In mein Wohnzimmer kommen keine Schwarzen mehr rein. Weil sie sich schlecht benehmen. Sagt der Türsteher. Und deshalb wehrt er seit neuestem Afrikaner höflich, aber bestimmt ab: „Privat.“

Mein Wohnzimmer hat einen Türsteher? Naja, es ist nur mein Zweitwohnzimmer, und ich teile es mit anderen, die sich so wie ich manchmal vorm Schlafengehen gern noch an eine Bar setzen und anderen beim An-der-Bar-Sitzen zusehen. Der Gin Tonic kostet zwei vierzig, das ist O.K. als Miete und gut für die Atmosphäre. Man ist sich irgendwie vertraut und bleibt dabei anonym, und außer ein paar Kubikmetern verrauchter Luft teilen wohl einige der Anwesenden den Wunsch, heute Nacht nicht allein vom Wohn- ins Schlafzimmer zu wechseln. Es soll sogar Menschen geben, die eine Bar mit dem Ziel des anschließenden Austauschs von Körperflüssigkeiten besuchen.

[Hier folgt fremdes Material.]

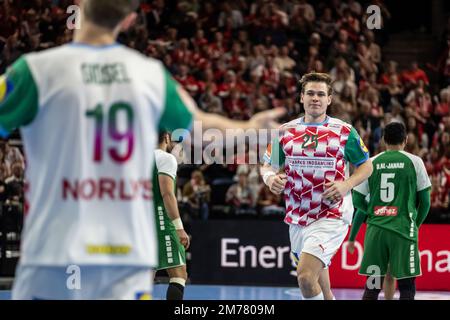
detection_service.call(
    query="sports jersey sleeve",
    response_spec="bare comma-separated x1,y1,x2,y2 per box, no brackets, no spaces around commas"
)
156,154,178,180
264,138,286,169
413,157,431,191
344,128,369,166
352,189,367,212
159,69,193,131
0,57,38,137
353,180,369,197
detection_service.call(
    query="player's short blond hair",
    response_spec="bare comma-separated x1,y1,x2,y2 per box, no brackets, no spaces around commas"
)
83,0,140,29
299,72,333,95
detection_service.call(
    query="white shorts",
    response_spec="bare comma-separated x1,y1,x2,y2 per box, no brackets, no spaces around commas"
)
12,266,154,300
289,219,348,268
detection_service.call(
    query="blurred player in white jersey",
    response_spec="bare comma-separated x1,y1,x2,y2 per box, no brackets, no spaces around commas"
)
0,0,284,299
261,73,372,300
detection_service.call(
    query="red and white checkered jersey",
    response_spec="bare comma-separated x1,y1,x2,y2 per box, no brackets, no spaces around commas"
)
264,117,369,226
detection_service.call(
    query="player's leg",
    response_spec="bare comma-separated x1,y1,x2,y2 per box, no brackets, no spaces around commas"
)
359,225,389,300
397,277,416,300
390,233,421,300
297,252,324,300
297,219,348,299
319,268,336,300
166,265,187,300
383,270,395,300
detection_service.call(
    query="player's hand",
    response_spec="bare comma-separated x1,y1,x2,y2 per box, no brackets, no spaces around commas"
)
347,241,355,254
177,229,191,250
267,173,287,194
247,108,286,129
322,181,352,202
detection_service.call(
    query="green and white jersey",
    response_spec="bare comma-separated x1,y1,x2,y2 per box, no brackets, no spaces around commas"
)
0,43,192,266
354,150,431,240
153,149,178,214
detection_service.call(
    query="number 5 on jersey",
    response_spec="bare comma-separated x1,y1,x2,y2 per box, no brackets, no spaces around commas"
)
86,103,134,163
380,173,395,202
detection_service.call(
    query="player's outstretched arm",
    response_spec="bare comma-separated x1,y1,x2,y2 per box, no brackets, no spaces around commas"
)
347,209,366,253
178,86,286,131
416,188,431,227
322,159,373,201
158,174,189,249
260,162,287,194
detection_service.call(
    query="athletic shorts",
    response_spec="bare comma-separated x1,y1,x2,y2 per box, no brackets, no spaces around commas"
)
359,224,422,279
156,206,186,270
289,218,348,268
12,266,154,300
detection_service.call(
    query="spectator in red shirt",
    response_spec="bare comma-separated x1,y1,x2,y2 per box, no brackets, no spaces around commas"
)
401,61,430,87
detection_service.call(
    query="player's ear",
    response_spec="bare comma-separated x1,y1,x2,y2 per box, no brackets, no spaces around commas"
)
120,12,137,31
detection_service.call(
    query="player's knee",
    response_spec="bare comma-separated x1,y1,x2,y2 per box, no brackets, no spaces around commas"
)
297,270,317,289
397,278,416,300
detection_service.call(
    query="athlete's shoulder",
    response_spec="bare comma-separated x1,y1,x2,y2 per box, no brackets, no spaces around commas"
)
327,117,353,130
278,119,299,130
370,151,386,162
400,150,423,165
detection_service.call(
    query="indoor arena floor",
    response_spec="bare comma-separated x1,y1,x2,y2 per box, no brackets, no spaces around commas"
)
0,284,450,300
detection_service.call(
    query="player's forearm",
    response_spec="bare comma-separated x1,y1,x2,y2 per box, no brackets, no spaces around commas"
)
259,162,278,186
416,189,431,227
195,109,250,131
346,159,373,189
348,209,366,241
162,193,180,221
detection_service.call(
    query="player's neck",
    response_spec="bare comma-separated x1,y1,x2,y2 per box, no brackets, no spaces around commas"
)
73,21,116,46
386,144,404,151
303,114,327,123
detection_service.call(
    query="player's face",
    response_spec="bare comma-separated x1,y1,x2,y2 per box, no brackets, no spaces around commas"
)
300,82,331,118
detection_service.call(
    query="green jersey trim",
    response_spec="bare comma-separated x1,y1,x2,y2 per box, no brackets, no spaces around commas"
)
159,69,193,132
0,57,38,135
158,171,175,181
344,127,369,166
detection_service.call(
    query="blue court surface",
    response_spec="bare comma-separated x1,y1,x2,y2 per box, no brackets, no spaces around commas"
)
0,284,450,300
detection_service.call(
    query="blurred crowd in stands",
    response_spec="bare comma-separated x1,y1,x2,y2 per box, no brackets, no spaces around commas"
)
0,0,450,225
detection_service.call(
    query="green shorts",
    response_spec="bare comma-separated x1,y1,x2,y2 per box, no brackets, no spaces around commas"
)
156,206,186,270
359,224,422,279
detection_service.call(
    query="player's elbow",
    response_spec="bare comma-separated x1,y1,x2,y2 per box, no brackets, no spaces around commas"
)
361,159,373,179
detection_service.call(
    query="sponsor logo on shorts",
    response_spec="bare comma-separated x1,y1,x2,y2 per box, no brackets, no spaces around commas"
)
373,206,398,216
135,291,152,300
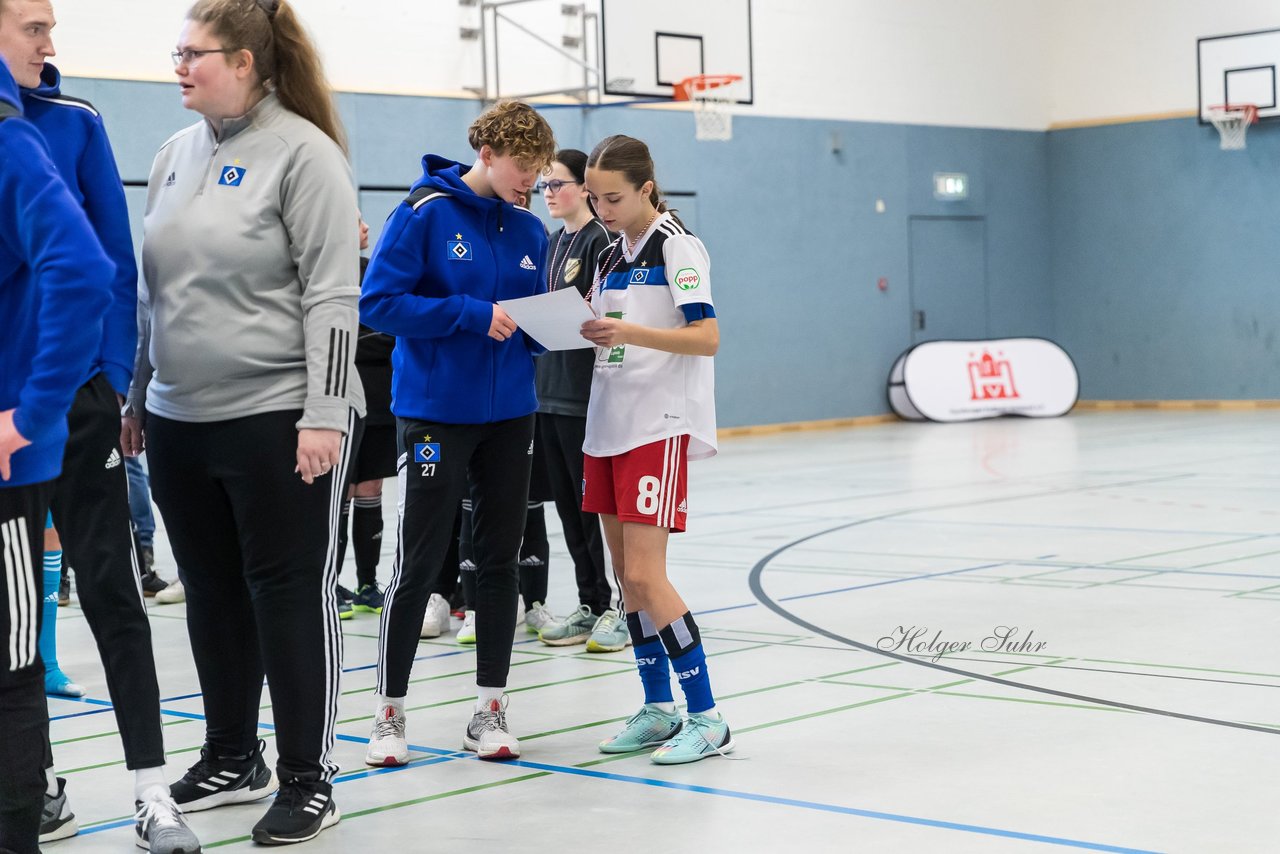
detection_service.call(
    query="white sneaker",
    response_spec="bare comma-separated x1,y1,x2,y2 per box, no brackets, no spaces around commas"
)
525,602,556,635
365,705,408,767
458,611,476,645
419,593,449,638
462,694,520,759
133,795,200,854
155,580,187,604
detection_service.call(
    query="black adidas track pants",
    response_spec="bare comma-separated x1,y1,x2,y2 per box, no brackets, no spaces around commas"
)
52,374,164,769
146,411,356,782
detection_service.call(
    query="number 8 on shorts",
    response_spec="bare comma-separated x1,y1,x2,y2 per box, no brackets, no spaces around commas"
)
582,435,689,533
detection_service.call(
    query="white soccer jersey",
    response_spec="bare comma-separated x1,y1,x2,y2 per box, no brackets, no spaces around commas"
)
582,214,716,460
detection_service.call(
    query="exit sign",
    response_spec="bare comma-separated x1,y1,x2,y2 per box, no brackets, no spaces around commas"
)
933,172,969,201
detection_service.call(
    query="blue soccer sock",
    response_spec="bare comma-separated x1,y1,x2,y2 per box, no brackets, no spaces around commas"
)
40,551,84,697
658,612,716,714
627,611,675,711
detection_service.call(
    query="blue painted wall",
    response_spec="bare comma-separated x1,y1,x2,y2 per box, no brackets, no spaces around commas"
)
65,79,1055,426
1048,119,1280,399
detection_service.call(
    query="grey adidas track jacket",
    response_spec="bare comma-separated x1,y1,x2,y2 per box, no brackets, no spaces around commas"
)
128,95,365,431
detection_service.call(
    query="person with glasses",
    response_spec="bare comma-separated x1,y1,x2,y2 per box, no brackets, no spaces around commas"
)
538,149,628,652
0,6,195,850
123,0,364,845
360,101,556,766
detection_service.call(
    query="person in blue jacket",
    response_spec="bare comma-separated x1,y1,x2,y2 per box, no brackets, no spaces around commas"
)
0,0,194,841
360,101,556,766
0,51,114,854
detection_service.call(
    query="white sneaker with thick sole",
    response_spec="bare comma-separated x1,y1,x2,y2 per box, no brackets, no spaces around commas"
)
419,593,449,638
462,694,520,759
365,705,408,767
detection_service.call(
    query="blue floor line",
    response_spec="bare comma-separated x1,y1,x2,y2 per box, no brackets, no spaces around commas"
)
81,712,1158,854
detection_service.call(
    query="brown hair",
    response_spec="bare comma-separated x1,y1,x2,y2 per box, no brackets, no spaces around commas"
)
467,101,556,170
187,0,347,152
586,133,684,225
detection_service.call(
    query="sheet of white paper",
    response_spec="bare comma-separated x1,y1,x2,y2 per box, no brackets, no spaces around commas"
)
498,288,595,350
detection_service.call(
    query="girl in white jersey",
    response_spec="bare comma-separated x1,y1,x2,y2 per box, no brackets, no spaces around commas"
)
582,136,733,764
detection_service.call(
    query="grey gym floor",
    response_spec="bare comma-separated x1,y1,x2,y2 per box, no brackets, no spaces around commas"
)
46,412,1280,854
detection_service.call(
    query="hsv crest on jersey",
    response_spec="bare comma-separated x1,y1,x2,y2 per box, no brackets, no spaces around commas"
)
218,166,248,187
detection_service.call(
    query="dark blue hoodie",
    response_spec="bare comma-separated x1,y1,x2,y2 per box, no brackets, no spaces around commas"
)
0,60,115,488
360,155,547,424
22,63,138,394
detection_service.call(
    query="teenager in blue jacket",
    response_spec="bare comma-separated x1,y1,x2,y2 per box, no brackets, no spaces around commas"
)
360,101,556,766
0,8,189,842
0,60,114,854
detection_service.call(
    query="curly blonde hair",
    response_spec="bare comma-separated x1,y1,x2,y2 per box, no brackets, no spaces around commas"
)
467,101,556,170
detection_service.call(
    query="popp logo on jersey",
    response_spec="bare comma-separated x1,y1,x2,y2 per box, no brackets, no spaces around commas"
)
676,266,703,291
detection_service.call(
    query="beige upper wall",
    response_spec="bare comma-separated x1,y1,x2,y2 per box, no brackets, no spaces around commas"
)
27,0,1280,129
1046,0,1280,124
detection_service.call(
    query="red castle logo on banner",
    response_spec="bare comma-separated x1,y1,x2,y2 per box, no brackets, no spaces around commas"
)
969,350,1019,401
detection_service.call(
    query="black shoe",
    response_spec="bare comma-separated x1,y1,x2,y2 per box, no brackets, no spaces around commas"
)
142,571,169,598
253,780,342,845
40,777,79,842
170,740,278,813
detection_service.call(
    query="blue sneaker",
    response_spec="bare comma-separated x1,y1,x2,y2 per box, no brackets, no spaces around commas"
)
599,703,684,753
45,667,86,697
649,712,735,766
351,581,387,613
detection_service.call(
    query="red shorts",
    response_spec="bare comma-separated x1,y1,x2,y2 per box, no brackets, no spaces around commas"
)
582,435,689,534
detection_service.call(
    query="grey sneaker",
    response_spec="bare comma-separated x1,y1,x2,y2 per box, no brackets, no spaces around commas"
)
133,796,200,854
586,611,631,653
462,694,520,759
40,777,79,842
538,604,599,647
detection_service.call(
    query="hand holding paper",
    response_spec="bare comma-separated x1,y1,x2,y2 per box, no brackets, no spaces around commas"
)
498,288,595,350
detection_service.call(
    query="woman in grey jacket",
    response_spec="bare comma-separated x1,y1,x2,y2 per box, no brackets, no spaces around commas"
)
124,0,364,844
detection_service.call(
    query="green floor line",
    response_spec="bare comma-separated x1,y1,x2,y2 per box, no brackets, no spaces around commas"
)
49,717,195,748
1100,534,1265,566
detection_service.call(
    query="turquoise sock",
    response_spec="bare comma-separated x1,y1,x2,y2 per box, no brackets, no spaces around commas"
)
40,552,63,673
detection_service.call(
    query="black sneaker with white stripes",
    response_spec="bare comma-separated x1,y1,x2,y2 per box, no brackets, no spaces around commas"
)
170,740,278,813
253,780,342,845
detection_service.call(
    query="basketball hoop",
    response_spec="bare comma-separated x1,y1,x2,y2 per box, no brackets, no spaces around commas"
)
1204,104,1258,151
673,74,742,141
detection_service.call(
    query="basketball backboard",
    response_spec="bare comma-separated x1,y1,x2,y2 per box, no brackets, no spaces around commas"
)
1196,29,1280,124
600,0,755,104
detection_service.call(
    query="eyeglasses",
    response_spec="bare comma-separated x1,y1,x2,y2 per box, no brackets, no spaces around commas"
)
169,47,239,68
534,178,582,193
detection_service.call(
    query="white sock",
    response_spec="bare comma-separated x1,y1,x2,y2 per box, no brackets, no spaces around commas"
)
133,766,169,803
476,685,507,712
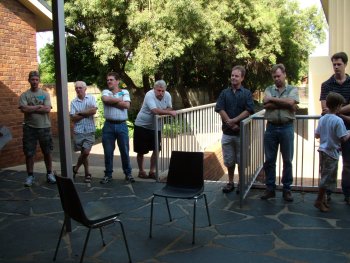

Wie es zu sowas kommt, weiß niemand genau. Aber in meinem Wohnzimmer kann man die unterschiedlichsten Versuchsanordnungen beobachten: Einige bewegen Arme und Beine in rhythmischen Zuckungen zur Musik, um auf ihre Gelenkigkeit aufmerksam zu machen. Andere stehen scheinbar gelangweilt herum und signalisieren, dass wahre Leidenschaft erst erobert sein will. Wieder andere kampfgrinsen, als gälte es einen Präsidentschaftswahlkampf zu gewinnen. Und besonders Wagemutige begehen Unerhörtes: Sie sprechen die Zielperson an.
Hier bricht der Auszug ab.